An analysis in the Sept. 6 issue of the British science magazine Nature found there was a greater than 90 percent probability one such impact on what is now the Yucatan Peninsula wiped out all the dinosaurs 65 million years ago.

The authors speculate that the chain of events triggering the mass extinction actually began 95 million years earlier, before most dinosaurs had even evolved, when two big rocks collided in the asteroid belt between Mars and Jupiter. Once that happened, it was just a matter of time and physics before a fragment fell to Earth, spelling the end of the Cretaceous Period and most of the species it had spawned.

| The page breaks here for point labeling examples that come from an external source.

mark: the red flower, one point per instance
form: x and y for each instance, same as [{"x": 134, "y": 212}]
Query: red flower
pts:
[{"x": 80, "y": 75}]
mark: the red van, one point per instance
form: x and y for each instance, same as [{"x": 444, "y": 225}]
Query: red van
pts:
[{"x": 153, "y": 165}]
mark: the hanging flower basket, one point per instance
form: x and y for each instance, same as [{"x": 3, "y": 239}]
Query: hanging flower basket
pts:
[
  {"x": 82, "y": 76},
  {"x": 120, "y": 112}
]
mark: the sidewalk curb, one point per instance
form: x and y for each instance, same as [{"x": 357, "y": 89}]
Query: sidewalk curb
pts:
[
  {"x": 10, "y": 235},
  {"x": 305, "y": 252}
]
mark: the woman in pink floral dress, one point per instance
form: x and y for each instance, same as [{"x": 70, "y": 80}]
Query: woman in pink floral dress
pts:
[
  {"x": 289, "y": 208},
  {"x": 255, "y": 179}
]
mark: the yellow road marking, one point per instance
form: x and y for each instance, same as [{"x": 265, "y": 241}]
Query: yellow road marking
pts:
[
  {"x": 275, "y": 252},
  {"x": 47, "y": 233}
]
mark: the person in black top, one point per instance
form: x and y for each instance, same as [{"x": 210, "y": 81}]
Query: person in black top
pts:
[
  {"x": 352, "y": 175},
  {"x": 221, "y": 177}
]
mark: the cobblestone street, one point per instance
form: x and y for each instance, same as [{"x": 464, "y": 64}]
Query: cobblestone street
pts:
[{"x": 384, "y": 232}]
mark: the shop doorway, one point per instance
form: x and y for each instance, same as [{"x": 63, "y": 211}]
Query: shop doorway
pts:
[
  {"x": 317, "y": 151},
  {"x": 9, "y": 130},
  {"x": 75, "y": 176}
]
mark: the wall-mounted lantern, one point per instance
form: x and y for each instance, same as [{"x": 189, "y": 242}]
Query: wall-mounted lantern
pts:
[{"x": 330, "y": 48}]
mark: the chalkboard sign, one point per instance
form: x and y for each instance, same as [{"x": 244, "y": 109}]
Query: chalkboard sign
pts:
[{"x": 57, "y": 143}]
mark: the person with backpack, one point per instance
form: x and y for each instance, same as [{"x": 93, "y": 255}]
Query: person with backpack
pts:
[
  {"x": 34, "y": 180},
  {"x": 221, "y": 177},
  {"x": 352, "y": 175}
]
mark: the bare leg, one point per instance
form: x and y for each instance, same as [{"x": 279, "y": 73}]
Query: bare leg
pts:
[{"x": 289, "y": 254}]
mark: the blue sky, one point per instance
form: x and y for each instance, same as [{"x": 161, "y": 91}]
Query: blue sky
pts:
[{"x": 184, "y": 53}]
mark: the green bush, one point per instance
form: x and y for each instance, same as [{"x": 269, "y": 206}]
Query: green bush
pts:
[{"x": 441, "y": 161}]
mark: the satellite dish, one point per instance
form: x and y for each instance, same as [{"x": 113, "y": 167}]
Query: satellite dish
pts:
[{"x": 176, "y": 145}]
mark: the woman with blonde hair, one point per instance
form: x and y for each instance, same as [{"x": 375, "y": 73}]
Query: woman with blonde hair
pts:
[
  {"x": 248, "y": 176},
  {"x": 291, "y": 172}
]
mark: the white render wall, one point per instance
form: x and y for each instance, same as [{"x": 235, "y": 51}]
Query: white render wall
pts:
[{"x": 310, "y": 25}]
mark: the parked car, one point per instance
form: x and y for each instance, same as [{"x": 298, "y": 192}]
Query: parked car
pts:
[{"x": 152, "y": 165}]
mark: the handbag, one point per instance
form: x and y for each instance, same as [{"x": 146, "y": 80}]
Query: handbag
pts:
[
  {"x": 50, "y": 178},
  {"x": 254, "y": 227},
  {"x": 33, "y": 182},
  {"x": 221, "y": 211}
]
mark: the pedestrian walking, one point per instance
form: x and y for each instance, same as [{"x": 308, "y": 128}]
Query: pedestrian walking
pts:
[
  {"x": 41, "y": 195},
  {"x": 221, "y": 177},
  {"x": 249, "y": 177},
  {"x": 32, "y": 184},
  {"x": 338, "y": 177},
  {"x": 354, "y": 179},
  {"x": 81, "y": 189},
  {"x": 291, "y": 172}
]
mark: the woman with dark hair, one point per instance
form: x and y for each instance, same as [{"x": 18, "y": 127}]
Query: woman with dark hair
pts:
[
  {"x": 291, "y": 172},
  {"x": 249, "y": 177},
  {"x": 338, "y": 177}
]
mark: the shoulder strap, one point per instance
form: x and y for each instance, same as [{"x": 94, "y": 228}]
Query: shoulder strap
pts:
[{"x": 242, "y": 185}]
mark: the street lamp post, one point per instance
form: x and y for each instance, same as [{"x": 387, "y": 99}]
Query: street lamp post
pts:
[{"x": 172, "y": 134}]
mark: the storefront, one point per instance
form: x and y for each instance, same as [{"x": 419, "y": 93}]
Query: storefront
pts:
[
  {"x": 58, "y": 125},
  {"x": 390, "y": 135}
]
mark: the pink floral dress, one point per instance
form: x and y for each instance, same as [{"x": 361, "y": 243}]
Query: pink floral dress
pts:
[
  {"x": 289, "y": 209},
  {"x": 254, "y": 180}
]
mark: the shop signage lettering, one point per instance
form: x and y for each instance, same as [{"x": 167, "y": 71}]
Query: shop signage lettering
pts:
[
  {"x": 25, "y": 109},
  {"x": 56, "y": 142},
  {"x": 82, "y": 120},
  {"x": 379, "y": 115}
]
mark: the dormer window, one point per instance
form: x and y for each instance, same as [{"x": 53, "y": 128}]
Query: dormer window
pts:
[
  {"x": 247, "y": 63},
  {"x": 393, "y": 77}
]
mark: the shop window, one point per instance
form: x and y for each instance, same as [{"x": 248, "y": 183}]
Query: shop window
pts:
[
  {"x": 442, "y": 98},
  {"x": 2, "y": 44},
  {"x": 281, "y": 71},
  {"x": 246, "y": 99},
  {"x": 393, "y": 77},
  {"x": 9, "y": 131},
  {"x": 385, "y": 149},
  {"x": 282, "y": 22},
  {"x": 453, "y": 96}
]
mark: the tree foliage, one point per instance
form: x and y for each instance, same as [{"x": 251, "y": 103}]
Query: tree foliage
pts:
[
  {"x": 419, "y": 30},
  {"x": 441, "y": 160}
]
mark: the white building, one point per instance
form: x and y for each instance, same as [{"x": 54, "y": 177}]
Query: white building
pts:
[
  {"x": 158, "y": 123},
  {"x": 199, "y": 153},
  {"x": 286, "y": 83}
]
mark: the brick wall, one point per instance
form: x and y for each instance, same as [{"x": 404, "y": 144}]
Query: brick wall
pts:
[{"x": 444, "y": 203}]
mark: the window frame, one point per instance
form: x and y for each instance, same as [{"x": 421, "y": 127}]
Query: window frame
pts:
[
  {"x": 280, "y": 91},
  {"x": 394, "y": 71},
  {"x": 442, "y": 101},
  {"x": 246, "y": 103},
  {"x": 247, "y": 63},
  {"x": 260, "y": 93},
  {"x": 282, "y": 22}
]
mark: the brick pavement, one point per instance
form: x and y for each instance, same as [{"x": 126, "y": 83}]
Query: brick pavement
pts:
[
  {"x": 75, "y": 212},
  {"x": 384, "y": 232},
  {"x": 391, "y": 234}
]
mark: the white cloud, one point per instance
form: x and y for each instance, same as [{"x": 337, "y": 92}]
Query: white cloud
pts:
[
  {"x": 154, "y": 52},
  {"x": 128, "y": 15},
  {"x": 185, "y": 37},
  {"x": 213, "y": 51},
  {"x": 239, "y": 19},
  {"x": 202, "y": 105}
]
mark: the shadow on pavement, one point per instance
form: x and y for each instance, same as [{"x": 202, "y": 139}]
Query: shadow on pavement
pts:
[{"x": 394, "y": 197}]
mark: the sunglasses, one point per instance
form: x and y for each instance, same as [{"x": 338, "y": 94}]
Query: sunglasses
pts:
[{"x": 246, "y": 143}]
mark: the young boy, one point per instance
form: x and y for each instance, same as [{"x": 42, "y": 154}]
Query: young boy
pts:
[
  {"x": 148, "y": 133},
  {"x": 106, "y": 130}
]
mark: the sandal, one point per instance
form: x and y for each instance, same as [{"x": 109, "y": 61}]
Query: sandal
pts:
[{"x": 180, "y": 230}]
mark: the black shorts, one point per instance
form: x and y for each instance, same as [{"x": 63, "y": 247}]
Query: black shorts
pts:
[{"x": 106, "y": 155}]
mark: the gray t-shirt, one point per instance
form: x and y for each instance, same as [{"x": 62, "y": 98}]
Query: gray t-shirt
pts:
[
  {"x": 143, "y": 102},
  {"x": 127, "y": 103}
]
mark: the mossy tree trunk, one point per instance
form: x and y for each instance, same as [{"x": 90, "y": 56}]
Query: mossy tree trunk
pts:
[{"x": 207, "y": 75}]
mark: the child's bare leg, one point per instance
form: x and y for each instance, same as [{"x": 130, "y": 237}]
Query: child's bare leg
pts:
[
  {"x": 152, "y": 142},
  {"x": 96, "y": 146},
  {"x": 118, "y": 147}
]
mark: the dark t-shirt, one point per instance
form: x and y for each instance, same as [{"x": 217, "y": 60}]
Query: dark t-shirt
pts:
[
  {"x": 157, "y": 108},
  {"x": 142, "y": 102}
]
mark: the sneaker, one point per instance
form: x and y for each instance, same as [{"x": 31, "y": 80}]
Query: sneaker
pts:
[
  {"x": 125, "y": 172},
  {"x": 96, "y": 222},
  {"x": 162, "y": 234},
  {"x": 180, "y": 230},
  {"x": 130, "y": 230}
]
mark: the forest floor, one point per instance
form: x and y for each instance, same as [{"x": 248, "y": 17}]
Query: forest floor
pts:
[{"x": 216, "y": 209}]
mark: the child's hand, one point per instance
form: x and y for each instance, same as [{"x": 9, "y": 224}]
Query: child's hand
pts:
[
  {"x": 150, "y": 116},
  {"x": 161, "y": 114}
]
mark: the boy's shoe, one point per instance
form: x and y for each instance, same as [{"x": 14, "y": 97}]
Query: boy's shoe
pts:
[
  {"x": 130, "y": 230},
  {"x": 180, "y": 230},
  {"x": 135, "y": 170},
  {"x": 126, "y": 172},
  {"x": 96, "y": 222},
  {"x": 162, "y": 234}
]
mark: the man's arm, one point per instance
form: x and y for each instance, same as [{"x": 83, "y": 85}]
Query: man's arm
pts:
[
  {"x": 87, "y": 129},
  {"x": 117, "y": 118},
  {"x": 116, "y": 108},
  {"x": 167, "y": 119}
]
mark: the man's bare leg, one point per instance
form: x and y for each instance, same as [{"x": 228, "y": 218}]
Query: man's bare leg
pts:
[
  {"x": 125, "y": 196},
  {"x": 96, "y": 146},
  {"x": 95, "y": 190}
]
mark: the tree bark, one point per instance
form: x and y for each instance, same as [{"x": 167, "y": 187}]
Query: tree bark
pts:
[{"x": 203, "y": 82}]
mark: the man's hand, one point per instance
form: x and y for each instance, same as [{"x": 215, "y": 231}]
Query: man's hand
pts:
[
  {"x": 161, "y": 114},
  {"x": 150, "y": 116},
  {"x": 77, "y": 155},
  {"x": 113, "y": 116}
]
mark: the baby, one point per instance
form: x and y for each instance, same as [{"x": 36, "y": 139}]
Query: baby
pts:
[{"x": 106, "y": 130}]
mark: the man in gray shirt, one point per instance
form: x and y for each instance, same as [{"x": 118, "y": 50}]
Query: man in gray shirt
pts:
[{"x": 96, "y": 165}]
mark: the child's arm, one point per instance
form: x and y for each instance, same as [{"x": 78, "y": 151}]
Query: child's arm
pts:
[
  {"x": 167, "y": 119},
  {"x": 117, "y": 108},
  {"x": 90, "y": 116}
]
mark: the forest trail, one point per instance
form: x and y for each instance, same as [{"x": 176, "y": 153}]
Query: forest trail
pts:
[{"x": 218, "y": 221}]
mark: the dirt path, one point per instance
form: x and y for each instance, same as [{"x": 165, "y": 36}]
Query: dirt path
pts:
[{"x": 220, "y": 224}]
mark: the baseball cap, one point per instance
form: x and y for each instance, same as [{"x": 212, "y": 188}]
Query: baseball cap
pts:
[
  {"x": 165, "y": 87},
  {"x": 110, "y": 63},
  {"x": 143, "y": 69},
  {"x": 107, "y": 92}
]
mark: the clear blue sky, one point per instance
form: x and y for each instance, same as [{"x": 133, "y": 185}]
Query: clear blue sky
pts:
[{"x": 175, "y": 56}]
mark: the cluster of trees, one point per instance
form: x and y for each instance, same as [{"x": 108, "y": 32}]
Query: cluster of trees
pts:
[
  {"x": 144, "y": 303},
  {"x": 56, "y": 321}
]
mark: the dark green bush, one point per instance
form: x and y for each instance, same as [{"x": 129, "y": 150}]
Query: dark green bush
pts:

Our next close encounter with a major asteroid is expected to occur on April 13, 2029. Friday the 13th, it turns out. At 8:36 a.m. Washington time, a 25 million-ton asteroid will pass within 20,000 miles of the Earth. That isn't just closer than the moon, it's actually closer than the communications satellites we operate in geosynchronous orbit. Should make quite an impression.

Unfortunately, there's a small chance that Earth's gravity will perturb the asteroid so that it makes an even bigger impression when we next encounter it seven years later -- by hitting the Earth's surface at 28,000 miles per hour. That wouldn't be the end of the world because the asteroid is only 800 feet across, but it would be a wake-up call about worse impacts to come -- See Popular Mechanics, December 2006.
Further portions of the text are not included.